One of these areas involved a vocabulary that had evolved within Adventism by which it defined itself. In a sense, the terms that were used in its internal discourse might be viewed as one part of an Adventist “dialect” which reflected the subculture that Adventism had created over its corporate history since its creation in the mid-19th century. Some of these terms and phrases included remnant to refer to corporate Adventism, in the truth to refer to the state of those belonging to corporate Adventism, out of the truth for those who had left the Adventist Church, and truth-filled literature to refer to written materials published by corporate Adventism. The writings of Ellen G. White were often termed the Spirit of Prophecy. The grand metanarrative of Adventism which had been assembled by White was referred to as The Great Controversy. It was even argued that there was a right (orthodox) and wrong (heterodox) way to pronounce the word “Adventist.” (I can never remember which is supposed to be the orthodox way, ad-VEN-tist or AD-ven-tist.)

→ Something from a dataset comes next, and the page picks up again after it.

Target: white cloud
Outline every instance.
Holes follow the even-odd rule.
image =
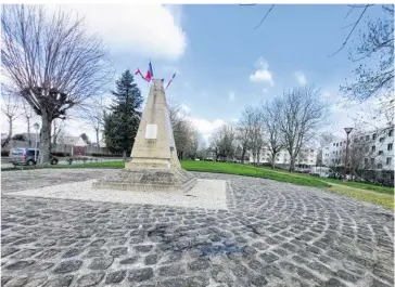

Like the words that Borg has identified as creating major misunderstandings for Christianity in general, a number of words and terms used in traditional Adventism can, for many, be considered a stumbling block that obscures and confuses more than accurately describing contemporary First World Adventism. Just as dictionaries are in need of being updated as languages evolve, the Adventist vocabulary is in great need of being updated if clarity and understanding are to be advanced in First World Adventism.
One archaic term that needs to be totally rethought or completely dropped is the term “Remnant” as applied to the Adventist Church. This word had great meaning to the small group, the “Little Flock,” that gathered together around Ellen White after 1844. This group needed some way of viewing what they were doing as being of cosmic significance and thus they applied to themselves the term “Remnant.” They (as opposed to all of the other apostate religious groups of their day) believed in all of the Hebrew Ten Commandments and “had” the “Spirit of Prophecy” (which they identified as Ellen White); they were also able to see themselves in the book of Revelation. Thus the term conferred great consolation. Even if they were a tiny group of ex-Millerites living in northeastern United States, they had “the” Truth and could point to the Bible to validate their existence.
We can wonder whether certain parts of the contemporary Adventist tradition in the First World, now more than a century removed from that early phase of development, can look squarely at the traditional Adventist dialect of Christianity, understand how and why certain words were chosen, and leave them behind. Other parts of contemporary Adventism may continue to see value in retaining the use of these terms and we should affirm their right to continue to use them just as certain parts of the Adventist Church may not wish to ordain women as pastors while others are proceeding to do just that. It appears that if Adventism is to have a future without an organizational split, it must quickly adopt a pluralist way of moving forward.